In an early board meeting, we were discussing potential strategies around $5 million in TIF funds raised to build a state-of-the-art school building to replace the rusting steel hulk on the corner of 19th, State and Archer on Chicago’s South Side. Our student population was expected to increase from 150 to 356, and the founding board chairman Rod Joslin asked, “What next?” Soon-to-be Chairman Larry Ashkin and I answered that instead of making our kids the luckiest handful of public-school students in Chicago, maybe we should set our sights higher—as in changing the way public education is delivered.

That set off a long and emotional debate. Several board members assured us we were crazy to consider such an impossible notion. They were satisfied with our small pocket of success and absolutely didn’t want to jeopardize what had been achieved.
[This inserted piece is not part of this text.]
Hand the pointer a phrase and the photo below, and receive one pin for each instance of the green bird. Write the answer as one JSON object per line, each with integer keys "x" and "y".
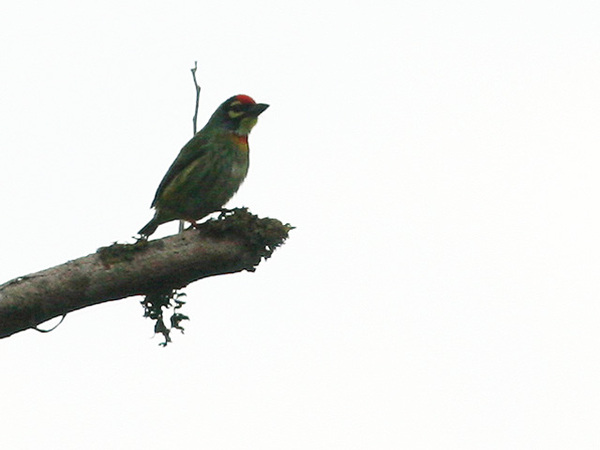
{"x": 210, "y": 168}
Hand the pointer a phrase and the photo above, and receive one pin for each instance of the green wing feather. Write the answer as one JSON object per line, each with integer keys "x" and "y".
{"x": 193, "y": 150}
I raised my hand and emphasized that many more kids would have a chance for an improved education and opportunity to achieve hopes and dreams if we began opening additional schools. Those kids would graduate from our schools and some would return from college desiring to serve their community and become PCS teachers. I admitted I couldn’t project all the challenges we’d face, but whatever arose, I committed that through our combined creativity and energy, we’d identify and execute solutions and deliver a quality educational product—and our kids and our city would benefit.
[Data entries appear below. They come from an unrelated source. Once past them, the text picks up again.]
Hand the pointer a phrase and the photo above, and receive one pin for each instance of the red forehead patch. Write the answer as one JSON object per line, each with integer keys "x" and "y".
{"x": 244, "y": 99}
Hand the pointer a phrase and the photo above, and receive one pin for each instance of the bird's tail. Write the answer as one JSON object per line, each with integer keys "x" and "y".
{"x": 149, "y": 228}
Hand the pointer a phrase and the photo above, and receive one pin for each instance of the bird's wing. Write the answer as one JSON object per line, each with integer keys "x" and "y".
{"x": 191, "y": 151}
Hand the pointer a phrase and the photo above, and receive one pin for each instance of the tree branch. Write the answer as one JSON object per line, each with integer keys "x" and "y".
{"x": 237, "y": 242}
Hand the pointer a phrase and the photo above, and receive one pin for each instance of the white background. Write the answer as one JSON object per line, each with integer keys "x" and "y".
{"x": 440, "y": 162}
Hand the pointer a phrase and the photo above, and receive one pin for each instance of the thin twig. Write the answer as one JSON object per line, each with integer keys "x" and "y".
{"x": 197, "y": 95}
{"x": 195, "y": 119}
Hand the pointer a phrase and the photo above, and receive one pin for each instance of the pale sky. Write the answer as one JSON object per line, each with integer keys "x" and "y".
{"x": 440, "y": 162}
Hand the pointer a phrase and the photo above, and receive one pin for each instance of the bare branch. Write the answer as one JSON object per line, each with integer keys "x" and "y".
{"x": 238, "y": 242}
The chairman called for a vote on the motion to replicate. The narrow victory we won that day, a little over 10 years ago, opened the door. We leveraged our collective education, resources, experience and talent and the support of generous philanthropists across Chicago and the U.S. Today, Perspectives Charter Schools is 2,300 kids and multiple campuses strong. Children that entered as sixth graders and who never previously heard of college are beginning to return as teacher applicants with undergraduate and graduate degrees.

It’s an amazing development considering the school’s start. Perspectives was formed in 1993, by two young Chicago public school teachers who were unhappy with the progress of their economically disadvantaged students. They gained their principal’s permission to commence a school within a school in the building’s basement. Their 35 kids so dramatically outperformed the kids in the traditional track that the highest officials in the school district began to take notice. In 1997, they succeeded in applying to become one of the first five charter schools in Illinois.

Perspectives’ recipe for success is baked into 26 principles and a curriculum called “A Disciplined Life.” These form the foundation of the school’s culture and help prepare students for success in college, the workplace and life. They teach kids to be ladies and gentlemen, and they promote an environment in which effective teaching and learning are nurtured.

There are seemingly infinite challenges. The typical PCS family is a single-parent, economically disadvantaged household. The parent often did not complete high school and in many cases there’s no thought of going to college. The incoming sixth graders (Perspectives serves middle school through high school) are already often three years behind in their educational development.

A few years ago, the Chicago Tribune reported that only six out of 100 9th graders in Chicago public schools will earn a college degree by the time they are 25.

In the face of these odds, Perspectives teachers prepare students for college and for life. In 2010, when I concluded my long tenure as board vice-chairman, almost all high school seniors graduated and 97 percent were accepted to college. Since that time, the U.S. Department of Education supported efforts to share A Disciplined Life with schools throughout the country. Soon enough, our model will change the way public education is delivered.

Joel Stender, WG’71, majored in management information and control. Following a four-year stint with Levitt & Sons and Levitt Residential Communities, helping develop several of the country’s early planned residential communities, he commenced a 35-year trading career mostly at the Chicago Mercantile Exchange, which morphed into private equity and venture capital. He lives in Chicago with his wife Donna, WG’71.